2. Pushing full datasets to your S3 bucket#

To fill the bucket, run an owi command to select datasets and pull them into the bucket (we use the mys3 remote assuming it was configured above)

owilix --remotes +mys3,lrz,it4i remote pull all:2025-04-15#14/collectionName=main push_to_remote=mys3 num_threads=10

We use remotes lrz and it4, which are configured by default and host the main OWI index, and add our own s3 in addtion (the little +). we then pull all datasets from the main index for 14 days before the 15th April 2025 and push them to our own s3 bucket. We use 10 threads to speed up the process. it should take about 30 minutes / dataset on a good internet connection.

Note

As of now, long running jobs might fail due to an bug in the platform. However, syncing can continue from unsynced files by simply re-running the command.

3. Working with datasets in your S3 bucket#

By specifying --remotes mys3 all owilix commands run on your s3 bucket. Some examples:

Querying your S3 datasets#

List all datasets:

owilix --remotes mys3 remote ls

Slicing and creating new datasets:#

Slicing refers to the process of creating new datasets by materializing (several) queries over existing datasets.

  • Step 1: Creating slices on your local machine from existing datasets on your s3

    query --remotes mys3 slice --remote all:latest/collectionName=main creator="Max Mustermann, MyS3Orga" "where=url_suffix='at'" prefetch=200 collection_name="all_of_austria"

    By only selecting the remote mys3 with --remotes, we are limiting the query and thus dataset creation to datasets stored add. Note that --remote (without the s) is part of the query command, which allows you to select remote and local datasets to be queried / sliced.

  • Step 1a(optional): Inspect the local slice

  • Step 2: Push the slice to the remote (TODO)

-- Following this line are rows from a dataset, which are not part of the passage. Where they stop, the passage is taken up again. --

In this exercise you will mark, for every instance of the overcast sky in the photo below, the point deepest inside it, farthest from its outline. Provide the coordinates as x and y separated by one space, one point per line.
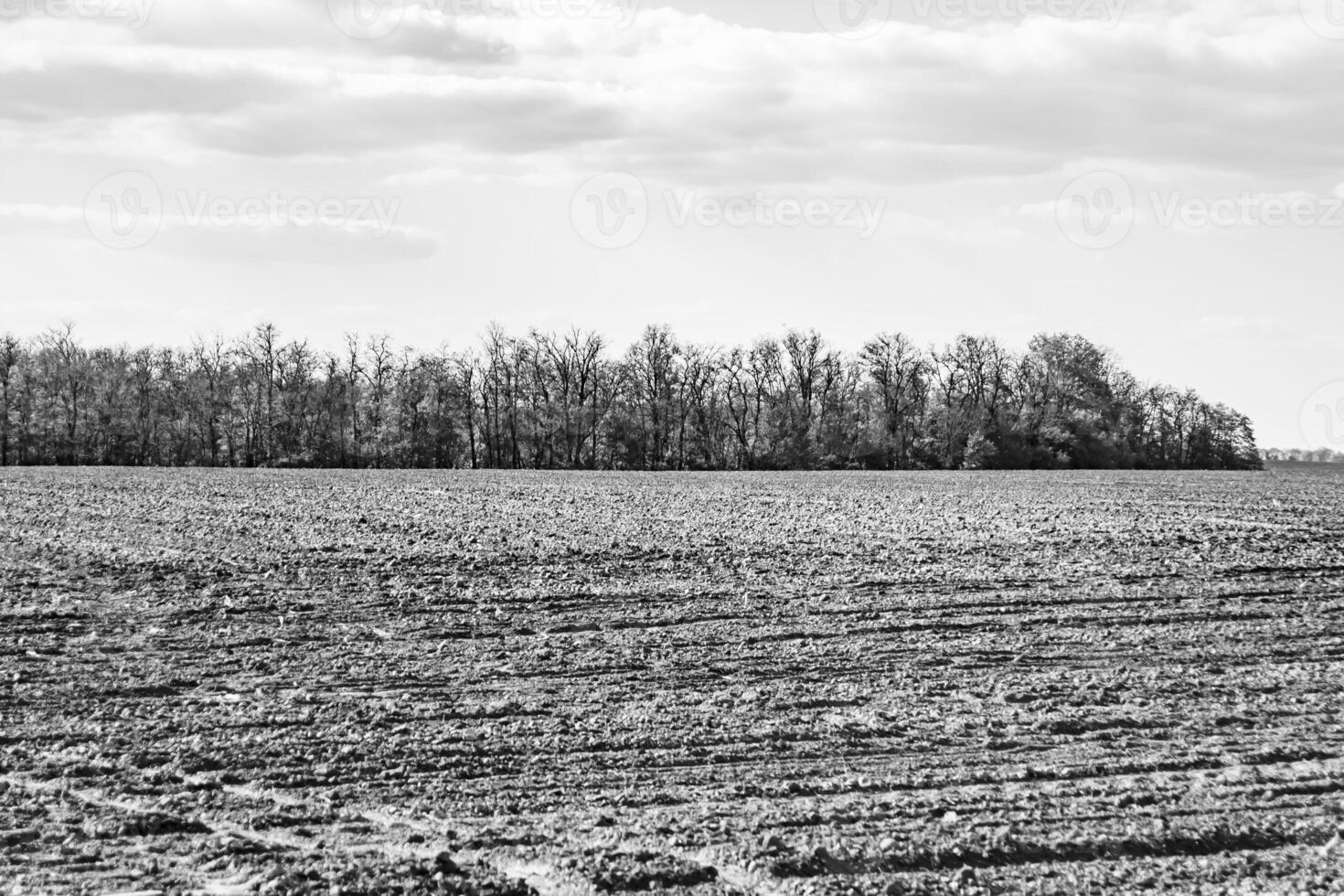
1166 177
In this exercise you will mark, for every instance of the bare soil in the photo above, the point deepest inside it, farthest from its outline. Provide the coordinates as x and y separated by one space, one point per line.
378 683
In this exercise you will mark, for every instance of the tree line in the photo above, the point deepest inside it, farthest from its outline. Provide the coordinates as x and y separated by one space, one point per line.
568 400
1300 455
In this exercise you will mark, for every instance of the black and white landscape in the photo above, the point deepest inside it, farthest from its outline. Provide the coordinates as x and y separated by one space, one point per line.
741 446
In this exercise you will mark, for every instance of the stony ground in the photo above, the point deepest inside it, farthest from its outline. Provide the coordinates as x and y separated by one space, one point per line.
377 683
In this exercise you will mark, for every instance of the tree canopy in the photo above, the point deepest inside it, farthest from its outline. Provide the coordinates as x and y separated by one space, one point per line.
566 400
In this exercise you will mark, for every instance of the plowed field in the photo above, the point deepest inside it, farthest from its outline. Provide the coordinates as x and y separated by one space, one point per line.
378 683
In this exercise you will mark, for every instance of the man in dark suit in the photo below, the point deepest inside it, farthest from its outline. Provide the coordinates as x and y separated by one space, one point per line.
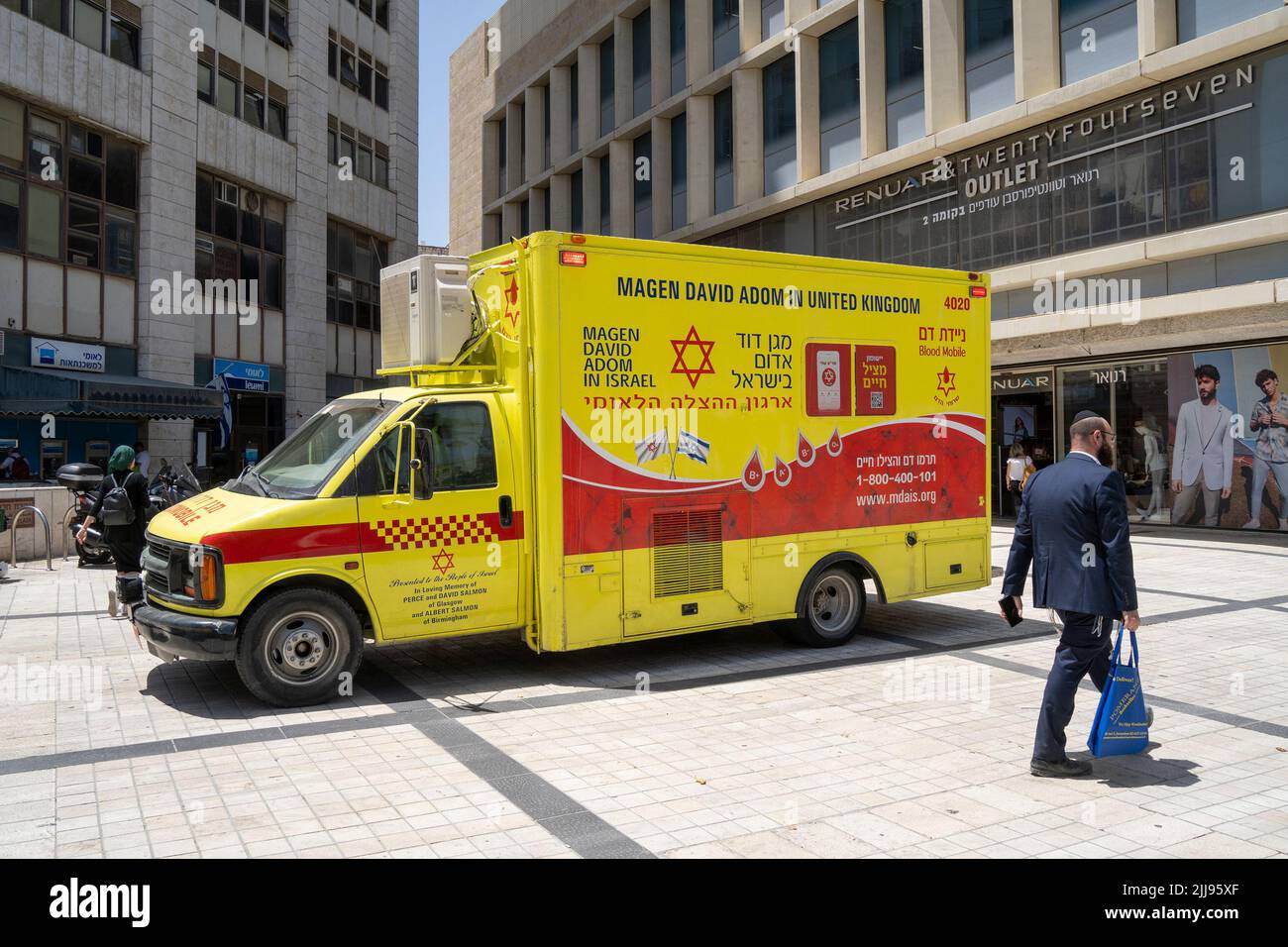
1073 528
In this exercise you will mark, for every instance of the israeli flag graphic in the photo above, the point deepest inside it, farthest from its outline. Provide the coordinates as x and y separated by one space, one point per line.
694 446
652 447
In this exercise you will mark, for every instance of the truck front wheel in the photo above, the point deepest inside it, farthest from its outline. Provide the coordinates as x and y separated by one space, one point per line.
296 646
832 608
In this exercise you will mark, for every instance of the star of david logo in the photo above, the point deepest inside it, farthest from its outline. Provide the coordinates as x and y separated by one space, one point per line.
947 381
682 352
511 302
443 562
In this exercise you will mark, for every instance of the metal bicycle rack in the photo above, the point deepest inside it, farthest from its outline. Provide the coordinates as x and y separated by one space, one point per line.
13 538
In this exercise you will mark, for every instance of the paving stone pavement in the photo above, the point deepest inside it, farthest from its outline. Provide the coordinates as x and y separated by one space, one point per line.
910 741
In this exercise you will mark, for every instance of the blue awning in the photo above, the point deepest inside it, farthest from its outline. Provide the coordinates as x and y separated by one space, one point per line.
82 394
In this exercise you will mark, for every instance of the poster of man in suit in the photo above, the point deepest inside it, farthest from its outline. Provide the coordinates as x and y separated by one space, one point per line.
1229 438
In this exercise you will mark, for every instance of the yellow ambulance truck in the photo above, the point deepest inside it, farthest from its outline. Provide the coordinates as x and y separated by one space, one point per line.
599 441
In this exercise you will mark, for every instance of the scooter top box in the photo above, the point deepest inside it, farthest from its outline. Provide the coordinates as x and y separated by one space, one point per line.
78 475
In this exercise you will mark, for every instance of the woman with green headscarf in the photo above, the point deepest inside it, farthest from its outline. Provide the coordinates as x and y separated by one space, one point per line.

  • Step X: Delete the slices If you are not happy with the slices, you can delete the slices / all of your collection easily with

    • locally: owilix local remove all/collectionName=all_of_austria

    • remotely: owilix --remotes mys3 remote remove all/collectionName=all_of_austria

Note

Currently, slicing requires to create the new dataset on a local machine and then upload it again. This might change in the future.